Une réunion mensuelle est prévue. Le ou la présidente du CSE.C est le ou la directrice du Théâtre.
Article V.2 – Complémentaire santé
Le régime collectif et obligatoire de remboursement de frais médicaux fait l’objet d’un contrat souscrit au 1er janvier 2016 auprès de l’institution « AUDIENS », l’option 2 a été souscrite au 1er janvier 2019.
Le présent régime bénéficie à l’ensemble des salariés de l’entreprise présents et à venir, à l’exception du personnel relevant du régime des intermittents.
Maintien des garanties en cas de suspension du contrat de travail L’adhésion des salariés est maintenue, en cas de suspension de leur contrat de travail, quelle qu’en soit la cause, dès lors que ces salariés bénéficient, pendant cette période, d’un maintien de salaire, total ou partiel, ou d’indemnités journalières complémentaires financées au moins en partie par l’employeur. Dans une telle hypothèse, l’employeur verse la même contribution que pour les salariés actifs pendant toute la période de suspension du contrat de travail indemnisée. Parallèlement, le salarié doit obligatoirement continuer à acquitter sa propre part de cotisations.
Salariés dont le contrat de travail est rompu : portabilité En application de l’article L.911-8 du Code de la Sécurité sociale, les anciens salariés se voient maintenir dans les mêmes conditions que les salariés en activité, le régime de frais de santé en vigueur dans l’entreprise,
en cas de rupture de leur contrat de travail ouvrant droit à une prise en charge par le régime d’assurance chômage (à l’exception du licenciement pour faute lourde).
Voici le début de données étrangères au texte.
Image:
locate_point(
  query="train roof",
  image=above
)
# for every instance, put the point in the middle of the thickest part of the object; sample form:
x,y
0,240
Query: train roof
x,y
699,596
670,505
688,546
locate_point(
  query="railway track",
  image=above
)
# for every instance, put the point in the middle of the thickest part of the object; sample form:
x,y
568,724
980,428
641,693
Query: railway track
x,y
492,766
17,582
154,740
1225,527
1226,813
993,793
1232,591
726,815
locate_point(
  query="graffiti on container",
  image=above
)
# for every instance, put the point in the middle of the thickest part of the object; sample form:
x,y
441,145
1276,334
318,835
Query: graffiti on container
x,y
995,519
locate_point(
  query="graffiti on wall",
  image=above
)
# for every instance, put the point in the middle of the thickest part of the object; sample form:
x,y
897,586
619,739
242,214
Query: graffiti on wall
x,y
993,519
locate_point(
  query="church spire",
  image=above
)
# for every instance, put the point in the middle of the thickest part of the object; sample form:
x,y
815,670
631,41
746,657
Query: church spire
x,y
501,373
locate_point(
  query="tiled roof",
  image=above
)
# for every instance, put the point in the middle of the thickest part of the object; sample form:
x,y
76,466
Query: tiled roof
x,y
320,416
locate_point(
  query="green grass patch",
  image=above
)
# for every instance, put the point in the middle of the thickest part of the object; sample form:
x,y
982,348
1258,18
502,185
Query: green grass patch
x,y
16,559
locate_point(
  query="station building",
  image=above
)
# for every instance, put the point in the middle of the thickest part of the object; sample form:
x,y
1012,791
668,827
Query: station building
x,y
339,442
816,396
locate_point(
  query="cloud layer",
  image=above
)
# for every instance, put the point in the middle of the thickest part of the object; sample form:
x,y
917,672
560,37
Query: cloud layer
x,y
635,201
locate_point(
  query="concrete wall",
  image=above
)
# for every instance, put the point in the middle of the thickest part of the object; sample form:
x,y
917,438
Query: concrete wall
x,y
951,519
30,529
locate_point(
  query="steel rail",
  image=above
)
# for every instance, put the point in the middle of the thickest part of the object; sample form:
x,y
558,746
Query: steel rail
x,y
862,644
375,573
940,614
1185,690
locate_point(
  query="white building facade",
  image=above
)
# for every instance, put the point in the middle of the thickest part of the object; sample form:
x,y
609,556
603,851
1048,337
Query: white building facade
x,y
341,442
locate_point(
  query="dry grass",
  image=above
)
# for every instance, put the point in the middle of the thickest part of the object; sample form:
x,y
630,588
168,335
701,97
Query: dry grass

Le droit à portabilité est ainsi subordonné au respect de l’ensemble des conditions fixées par les dispositions légales et les éventuelles dispositions règlementaires prises pour application.
La durée de la portabilité est égale à la durée du dernier contrat de travail, ou des derniers contrats de travail lorsqu’ils sont consécutifs chez le même employeur, appréciée en mois entiers le cas échéant arrondie au nombre supérieur, dans la limite de douze mois. Les anciens salariés bénéficiaires du dispositif ne devront acquitter aucune cotisation supplémentaire à ce titre.
Caractère obligatoire de l’adhésion des salariés L’adhésion au régime est obligatoire à compter du 1er janvier 2016 pour tous les salariés ci-dessus définis. Toute demande de dispense doit faire l’objet d’une demande écrite et expresse du salarié, accompagnée des justificatifs nécessaires. Cette demande comporte la mention selon laquelle le salarié a été préalablement informé des conséquences de son choix. Ces dispenses devront être justifiées chaque année. Les salariés concernés seront tenus de cotiser au régime dès lors qu’ils cesseront de justifier de leur situation.
Information En sa qualité de souscripteur, l’employeur remettra à chaque salarié et à tout nouvel embauché, une notice d’information détaillée résumant notamment les garanties et leurs modalités d’application. Il en sera de même lors de chaque modification des garanties.